The patch looks like an improvement, though. Minor nit: Calling the
read(byte[]) method that takes no offset/length arguments would be equivalent
to read(bufData,0,bufferLen) and slightly simpler.
> Infinite loop in StreamFileContainer.writeColumn
> ------------------------------------------------
>
> Key: DERBY-4519
> URL: https://issues.apache.org/jira/browse/DERBY-4519
> Project: Derby
> Issue Type: Bug
> Components: Store
> Affects Versions: 10.0.2.1, 10.1.3.1, 10.2.2.0, 10.3.3.0, 10.4.2.0,
> 10.5.3.0, 10.6.0.0
> Reporter: Kristian Waagan
> Assignee: Kristian Waagan
> Fix For: 10.6.0.0
>
> Attachments: derby-4519-1a-argument_swap.diff
>
>
> The offset and length argument have been swapped in the calls to
> InputStream.read(byte,offset, length) and write(byte,offset, length).
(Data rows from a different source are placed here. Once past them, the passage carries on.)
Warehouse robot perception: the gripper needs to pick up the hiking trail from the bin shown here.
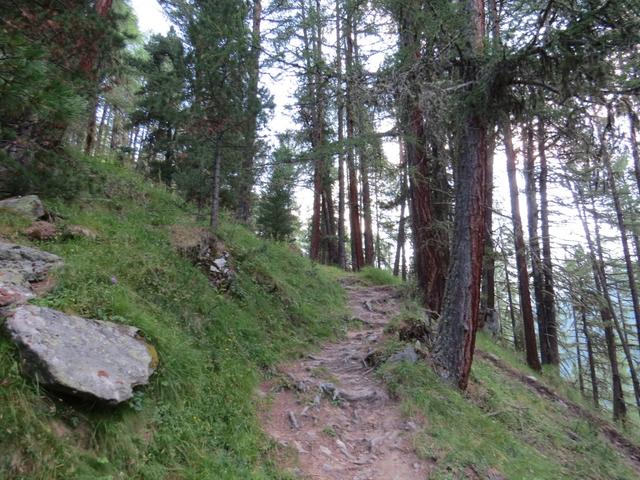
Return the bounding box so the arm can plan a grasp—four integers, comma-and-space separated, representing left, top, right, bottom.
262, 282, 429, 480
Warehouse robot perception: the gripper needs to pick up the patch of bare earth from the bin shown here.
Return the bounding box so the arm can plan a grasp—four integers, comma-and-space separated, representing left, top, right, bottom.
262, 284, 429, 480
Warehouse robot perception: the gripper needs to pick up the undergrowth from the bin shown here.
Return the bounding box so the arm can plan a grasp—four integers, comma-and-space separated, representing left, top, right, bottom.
379, 332, 637, 480
0, 158, 345, 480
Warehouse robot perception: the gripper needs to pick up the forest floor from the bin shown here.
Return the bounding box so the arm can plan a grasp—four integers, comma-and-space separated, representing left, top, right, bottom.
262, 282, 429, 480
260, 277, 640, 480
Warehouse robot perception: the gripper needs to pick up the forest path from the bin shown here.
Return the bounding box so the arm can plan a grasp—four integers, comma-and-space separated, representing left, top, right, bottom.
262, 281, 429, 480
476, 350, 640, 472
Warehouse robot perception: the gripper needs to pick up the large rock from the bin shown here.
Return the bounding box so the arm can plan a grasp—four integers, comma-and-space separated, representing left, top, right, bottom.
4, 305, 157, 404
0, 195, 46, 220
0, 240, 62, 288
24, 221, 59, 240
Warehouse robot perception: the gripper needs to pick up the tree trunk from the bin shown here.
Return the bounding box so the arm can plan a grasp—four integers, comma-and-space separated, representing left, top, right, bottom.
336, 0, 347, 268
360, 155, 376, 266
574, 186, 627, 421
522, 125, 550, 365
393, 141, 407, 277
538, 118, 560, 365
478, 127, 496, 328
627, 103, 640, 193
209, 134, 222, 234
432, 0, 488, 390
344, 3, 364, 271
84, 93, 104, 155
600, 134, 640, 342
571, 305, 584, 395
92, 102, 111, 155
502, 119, 540, 370
503, 255, 522, 350
580, 306, 600, 408
236, 0, 262, 222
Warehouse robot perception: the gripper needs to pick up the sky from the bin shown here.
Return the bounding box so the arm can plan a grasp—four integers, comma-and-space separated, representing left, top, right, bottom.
131, 0, 592, 264
131, 0, 171, 34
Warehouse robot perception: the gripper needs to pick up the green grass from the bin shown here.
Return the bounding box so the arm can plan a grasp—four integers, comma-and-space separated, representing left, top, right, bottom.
0, 158, 346, 480
357, 267, 402, 285
380, 334, 637, 480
This
> code is inside a do-while (true) loop, and the only normal way out is when
> InputStream.read returns -1. This will never happen since the stream is asked
> to read zero bytes. Derby ends up eating up all available CPU, limited to a
> single core / CPU.
> The bug hasn't been observed because Derby is materializing all values when
> calling this code. Enabling streaming capabilities in the sorter revealed it.